Tutti abbiamo almeno una parola prediletta che, spesso senza accorgercene, ficchiamo dappertutto. Quella di Buzzati è in pratica un compendio della sua poetica: “strano”. Per lui tutto il mondo è strano, inclusi i mobili della camera da letto. Strano, anzitutto, perché straniero: la porzione di realtà che ciascuno di noi conosce potrebbe stare in una capocchia di spillo, tutto il resto è terra incognita. E non c’è ombra più fitta di quella che avvolge le cose che crediamo di conoscere.
Possiamo passare per anni accanto alle stesse case, frequentare le stesse persone, ma di ciò che si nasconde nelle loro stanze più interne nulla mai sapremo.

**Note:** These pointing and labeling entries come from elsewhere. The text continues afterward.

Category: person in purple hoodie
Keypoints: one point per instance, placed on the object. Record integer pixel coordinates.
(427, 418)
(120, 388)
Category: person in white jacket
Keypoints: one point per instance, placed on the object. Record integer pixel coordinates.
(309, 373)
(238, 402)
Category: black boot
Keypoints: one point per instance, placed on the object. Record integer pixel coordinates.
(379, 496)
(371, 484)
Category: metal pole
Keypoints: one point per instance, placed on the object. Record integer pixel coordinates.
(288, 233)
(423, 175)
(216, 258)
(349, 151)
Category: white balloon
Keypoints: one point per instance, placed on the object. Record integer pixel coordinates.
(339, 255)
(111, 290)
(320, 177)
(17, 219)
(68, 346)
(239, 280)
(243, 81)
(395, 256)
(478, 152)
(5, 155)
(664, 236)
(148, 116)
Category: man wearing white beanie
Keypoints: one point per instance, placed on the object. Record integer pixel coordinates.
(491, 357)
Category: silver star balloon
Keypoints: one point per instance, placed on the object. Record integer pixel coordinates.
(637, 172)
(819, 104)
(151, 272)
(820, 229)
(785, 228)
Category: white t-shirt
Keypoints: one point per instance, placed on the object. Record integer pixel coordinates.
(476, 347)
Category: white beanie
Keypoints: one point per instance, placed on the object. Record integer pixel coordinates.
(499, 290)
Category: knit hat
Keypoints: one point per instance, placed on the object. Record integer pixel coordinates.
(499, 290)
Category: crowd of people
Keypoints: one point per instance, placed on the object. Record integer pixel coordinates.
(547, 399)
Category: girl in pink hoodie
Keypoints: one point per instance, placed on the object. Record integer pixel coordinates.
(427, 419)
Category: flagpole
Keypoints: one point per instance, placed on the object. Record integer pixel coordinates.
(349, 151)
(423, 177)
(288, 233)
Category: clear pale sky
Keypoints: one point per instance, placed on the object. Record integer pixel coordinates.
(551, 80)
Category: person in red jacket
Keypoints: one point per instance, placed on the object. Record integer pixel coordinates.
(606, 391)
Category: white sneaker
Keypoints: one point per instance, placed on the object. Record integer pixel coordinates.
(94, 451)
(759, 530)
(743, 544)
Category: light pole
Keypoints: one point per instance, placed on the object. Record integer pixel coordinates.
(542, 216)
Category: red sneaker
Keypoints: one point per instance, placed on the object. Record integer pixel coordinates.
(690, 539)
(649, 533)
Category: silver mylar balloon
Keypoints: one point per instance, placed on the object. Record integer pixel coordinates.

La nostra stessa casa non ci è del tutto nota, come ben sanno i bambini che intravvedono mostri sotto al letto. Eppure “la verità si trova soltanto nelle case e non fuori” (da In quel preciso momento). Da questo punto di vista lo “strano” di Buzzati è tutt’uno col “perturbante” di Freud: quella sensazione di disagio che ti prende quando scopri l’ignoto nel famigliare.
Ma non è solo questo. Di solito noi viviamo nella sfera del “come”: le cose ci interessano perché funzionano in un certo modo, servendo a certi scopi. Buzzati invece non le vede mai fuori dal grande mistero del loro “perché”. Perciò nella sua ottica un comodino è altrettanto enigmatico d’un losco figuro arrivato nottetempo in una stazione di provincia. Da dove è venuto? Cosa ci fa qui? E, soprattutto, dove sta andando? Il mondo, insomma, è strano perché è inspiegabile: potrebbe non esserci e invece c’è. E forse quel comodino sornione conosce il motivo, ma non ce lo dice.
In ultimo il mondo è strano perché è straordinario. Soprattutto quando è ordinario. E l’arte ha proprio lo scopo di ricordarcelo, di farci vedere le cose con la stessa acutezza del bambino che dal passeggino strilla “un bau bau!” come se avesse appena avvistato la balena bianca. Duchamp prende un orinatoio e ci chiede: ma l’avete osservato bene? Avete visto quanto è bizzarro questo aggeggio, eppure sorprendentemente elegante e arcano nelle sue forme? Buzzati fa lo stesso con un letto, un armadio, una porta. E ci dimostra che un banale risveglio notturno può trasformarsi in un’avventura romanzesca: tutto sta nel modo in cui lo raccontiamo, all’interno della grande storia che giorno per giorno andiamo intessendo.